The manager, on the other hand, needs to be created each time. "Why," you ask, "would that be?" Well, remember that I'm using the trial version of 3ds Max Design. That means I get thirty days' use before I have to purchase the software. By starting from scratch each time I need a manager, I gain another month of "free" rendering. It's a bit of a hassle to re-install everything, but you can't beat the price.

Speaking of price, it compares quite favorably. Remember RenderTitan? They charge $0.125 per gigahertz-hour. In EC2, I'm using hardware that Amazon rates equivalent to 20 GHz, and costs $1.16 per hour, for a gigahertz-hour calculation of $0.058. That's half the price of the commercial service. Not too shabby!

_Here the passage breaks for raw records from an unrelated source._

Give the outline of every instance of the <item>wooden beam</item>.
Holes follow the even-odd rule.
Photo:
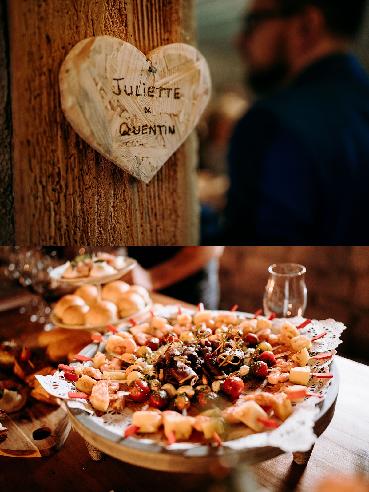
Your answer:
[[[91,36],[144,53],[194,43],[193,0],[8,0],[8,9],[16,243],[196,244],[194,135],[146,184],[71,129],[58,83],[67,53]]]

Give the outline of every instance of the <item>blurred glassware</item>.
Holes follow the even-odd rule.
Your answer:
[[[305,267],[297,263],[279,263],[271,265],[269,271],[263,298],[265,316],[272,312],[278,317],[303,316],[308,300]]]
[[[73,290],[67,284],[58,284],[49,276],[53,269],[64,263],[65,259],[60,259],[56,250],[52,249],[47,254],[46,248],[41,246],[9,246],[6,250],[8,265],[5,275],[35,294],[19,312],[30,314],[31,321],[37,321],[45,325],[45,330],[51,330],[54,325],[49,319],[49,304]]]

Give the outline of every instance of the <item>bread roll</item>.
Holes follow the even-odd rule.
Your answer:
[[[86,315],[90,309],[90,306],[69,306],[64,309],[62,321],[64,325],[85,325]]]
[[[79,296],[90,307],[97,302],[98,291],[96,285],[86,283],[81,285],[74,291],[76,296]]]
[[[107,325],[118,319],[118,308],[109,301],[96,303],[86,314],[86,322],[91,326]]]
[[[83,306],[85,304],[85,301],[79,296],[76,296],[74,294],[67,294],[66,296],[61,297],[55,305],[55,313],[58,317],[61,319],[63,313],[67,308],[74,306]]]
[[[142,285],[131,285],[131,288],[128,291],[129,292],[136,292],[138,294],[144,299],[145,304],[148,304],[150,302],[150,295],[147,289]]]
[[[130,285],[121,280],[110,282],[105,284],[101,290],[102,298],[104,301],[110,301],[116,304],[121,296],[129,290],[130,288]]]
[[[144,308],[145,301],[136,292],[126,292],[122,294],[117,302],[121,318],[132,316]]]

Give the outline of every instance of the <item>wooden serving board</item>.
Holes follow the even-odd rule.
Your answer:
[[[64,403],[57,407],[33,399],[1,422],[8,430],[7,437],[0,443],[0,456],[16,458],[54,454],[64,444],[71,428]]]

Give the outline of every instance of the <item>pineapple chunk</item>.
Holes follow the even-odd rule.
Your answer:
[[[101,352],[96,352],[96,355],[93,358],[93,367],[95,369],[99,369],[101,364],[104,364],[106,361],[106,356]]]
[[[195,422],[193,417],[184,417],[170,410],[163,412],[162,415],[166,437],[174,430],[177,441],[185,441],[189,438]]]
[[[84,374],[78,381],[76,381],[76,388],[79,391],[82,391],[87,395],[91,395],[96,381],[90,376]]]
[[[205,439],[212,439],[213,433],[215,431],[218,434],[224,434],[224,428],[219,419],[209,419],[202,423],[201,426]]]
[[[305,367],[308,362],[309,359],[310,355],[306,347],[292,356],[292,360],[294,361],[297,365],[301,368]]]
[[[266,328],[272,328],[272,321],[269,319],[265,319],[265,318],[259,318],[257,320],[257,330],[265,330]]]
[[[148,412],[141,410],[135,412],[132,419],[132,423],[140,429],[138,432],[156,432],[163,421],[161,414],[156,412]]]
[[[288,321],[286,321],[281,327],[280,333],[282,335],[288,337],[289,338],[293,338],[294,337],[299,336],[299,332],[297,329],[293,325],[288,323]]]
[[[253,400],[236,406],[233,415],[255,432],[260,432],[264,428],[263,424],[257,419],[268,418],[266,412]]]
[[[126,379],[127,374],[125,372],[121,372],[120,371],[104,370],[101,374],[102,379]]]
[[[93,387],[90,401],[94,408],[101,412],[106,411],[110,402],[107,381],[102,381]]]
[[[285,388],[283,390],[286,395],[289,395],[291,393],[293,394],[295,393],[299,393],[300,391],[305,391],[306,393],[307,391],[307,386],[303,386],[302,385],[298,384],[295,384],[294,386],[287,386],[287,388]],[[291,400],[291,401],[292,403],[302,403],[305,399],[305,397],[304,398],[293,398]]]
[[[285,393],[277,393],[272,401],[274,414],[283,422],[293,411],[291,400],[286,400]]]
[[[305,335],[300,335],[299,337],[294,337],[291,339],[291,345],[296,352],[302,350],[304,347],[309,350],[311,348],[311,340]]]
[[[306,386],[310,379],[310,368],[306,366],[303,368],[292,368],[290,370],[288,380],[295,384]]]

The downside is that if I only use on-demand instances, I'm limited to nineteen rendering nodes, plus a manager. But I can get additional nodes, when they're available, using spot instances. The base spot price for a c1.xlarge instance is $0.45. By bidding closer to the on-demand price, I can maximize my chances of getting that extra horsepower. I've yet to reach thirty running instances this way, but it could happen over the holiday weekend.

5 comments:

  1. Cool article, we currently render on EC2 with 3ds using 100+ instances. Works well, crashes from time to time but overall pretty amazing!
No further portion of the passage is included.